Ян и Лацо ввалились в обнимку. Они были в штатском, в брюках и свитерах, и наше присутствие их явно обрадовало.
— О, сколько прекрасных дам! Лацо, погляди-ка, сколько прекрасных дам нас ожидает. Одна, две, три, четыре, пять, шесть… Посчитай их сам, Лацо!
— Одна, четыре, восемь… — послушно начал Лацо, отчаянно икая. — То ли шесть, то ли восемь?..
— Вы уже и на ногах не стоите! — ледяным тоном бросила Вера. — Благодарите бога, что хоть в штатском.
— Благодарить надо не бога, а надпоручика медицинской службы Йозефа Коларжа, душенька. Это он одолжил нам одежду, правда, Янко? Бог далеко, и, когда человек зовет на помощь, только человек может ему помочь. Но мы везде вели себя пристойно, спроси хоть кого. Да чего спрашивать, ведь ты нас знаешь…
— Таких я вас не знаю. Почему вы это сделали?
— Потому. Просто так, правда, Янко? «Потому» — самый логичный ответ на каждое «почему».
Лацо натянуто улыбался, у него был вид ребенка, который знает, что напроказил, и теперь старается сгладить свою вину. Мне хотелось расхохотаться, но я взглянула на Яна, и охота смеяться у меня разом пропала. Он ужасно побледнел, и вид у него был страдальческий.
— Почему я тебя люблю? Потому. Почему мы напились? Потому. Просто так… — все еще ораторствовал Лацо.
— Хватит! — выкрикнул вдруг Ян. — Просто я плохой командир, и мне нельзя работать с людьми…

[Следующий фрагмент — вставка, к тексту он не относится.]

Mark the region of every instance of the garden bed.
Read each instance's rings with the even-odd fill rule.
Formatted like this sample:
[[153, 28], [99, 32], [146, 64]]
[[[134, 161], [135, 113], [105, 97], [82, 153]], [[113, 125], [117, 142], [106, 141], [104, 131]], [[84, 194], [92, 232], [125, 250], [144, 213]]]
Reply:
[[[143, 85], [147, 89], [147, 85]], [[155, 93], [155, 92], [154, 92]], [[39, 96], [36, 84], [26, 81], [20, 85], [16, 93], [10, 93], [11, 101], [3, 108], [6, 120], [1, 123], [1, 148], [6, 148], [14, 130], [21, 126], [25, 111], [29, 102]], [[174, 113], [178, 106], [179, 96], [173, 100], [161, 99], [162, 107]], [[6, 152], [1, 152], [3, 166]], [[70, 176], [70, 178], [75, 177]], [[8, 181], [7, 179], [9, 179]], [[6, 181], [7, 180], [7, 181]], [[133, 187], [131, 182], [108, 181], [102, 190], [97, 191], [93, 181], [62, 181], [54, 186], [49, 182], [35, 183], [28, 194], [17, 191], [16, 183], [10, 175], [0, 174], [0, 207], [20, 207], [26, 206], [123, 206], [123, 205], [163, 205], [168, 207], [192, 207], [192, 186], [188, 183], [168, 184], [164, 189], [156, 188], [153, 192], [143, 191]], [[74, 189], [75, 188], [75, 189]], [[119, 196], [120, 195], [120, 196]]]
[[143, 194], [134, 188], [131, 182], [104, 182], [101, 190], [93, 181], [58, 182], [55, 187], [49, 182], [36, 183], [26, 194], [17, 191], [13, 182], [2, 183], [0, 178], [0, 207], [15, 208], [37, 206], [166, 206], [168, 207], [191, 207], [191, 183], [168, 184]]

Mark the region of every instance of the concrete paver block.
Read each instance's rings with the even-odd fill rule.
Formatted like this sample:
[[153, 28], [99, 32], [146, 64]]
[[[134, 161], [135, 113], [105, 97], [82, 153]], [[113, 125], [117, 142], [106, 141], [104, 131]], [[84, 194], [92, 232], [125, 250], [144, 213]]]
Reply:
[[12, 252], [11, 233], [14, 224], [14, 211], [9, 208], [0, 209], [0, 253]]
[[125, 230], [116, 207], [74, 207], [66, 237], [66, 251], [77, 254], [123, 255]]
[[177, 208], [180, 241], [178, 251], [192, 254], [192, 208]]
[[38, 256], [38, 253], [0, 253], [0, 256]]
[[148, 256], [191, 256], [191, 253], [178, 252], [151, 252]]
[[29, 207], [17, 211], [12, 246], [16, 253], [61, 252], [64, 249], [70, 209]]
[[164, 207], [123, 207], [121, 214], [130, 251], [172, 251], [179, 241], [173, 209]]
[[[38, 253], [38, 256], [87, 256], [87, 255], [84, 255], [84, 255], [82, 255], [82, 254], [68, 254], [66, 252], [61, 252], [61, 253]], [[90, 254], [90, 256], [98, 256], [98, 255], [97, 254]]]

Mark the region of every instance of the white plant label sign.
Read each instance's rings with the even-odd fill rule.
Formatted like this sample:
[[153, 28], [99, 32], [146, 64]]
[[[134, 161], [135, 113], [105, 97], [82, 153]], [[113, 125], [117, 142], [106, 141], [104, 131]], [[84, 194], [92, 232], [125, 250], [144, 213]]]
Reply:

Он тяжело рухнул на стул, всхлипнул и закрыл лицо руками. Воцарилась тишина. Потом заговорила Вера, как всегда спокойно, уверенно:
— Отложим разговор до тех пор, пока вы протрезвеете. А сейчас — спать.
— Янко, ляжем вместе. Мы всегда теперь будем вместе… — бормотал Лацо, но Вера уже втолкнула его и Эву в комнату.
Дверь за ними захлопнулась.
Я подошла к Яну — он не пошевелился. Я взяла его за руку:
— Вставай. Пока ты разденешься, я сварю тебе кофе.
— Тошно мне, Яна, — застонал он. — Если бы ты знала, как тошно!
Одной рукой он все время прикрывал глаза, а другой крепко сжимал мою руку. Я с трудом сдерживалась, чтобы от холода и от волнения не стучать зубами. Оказывается, они не просто так напились. Этого с ними еще никогда не случалось.
Я заставила Яна подняться, увела в комнату и усадила в кресло — он позволял обращаться с собой как с ребенком. Потом я пошла на кухню, а он так и остался сидеть в кресле. Когда я вернулась с двумя чашками кофе, на дворе уже светало и пели птицы. Как всегда на рассвете, заметно похолодало.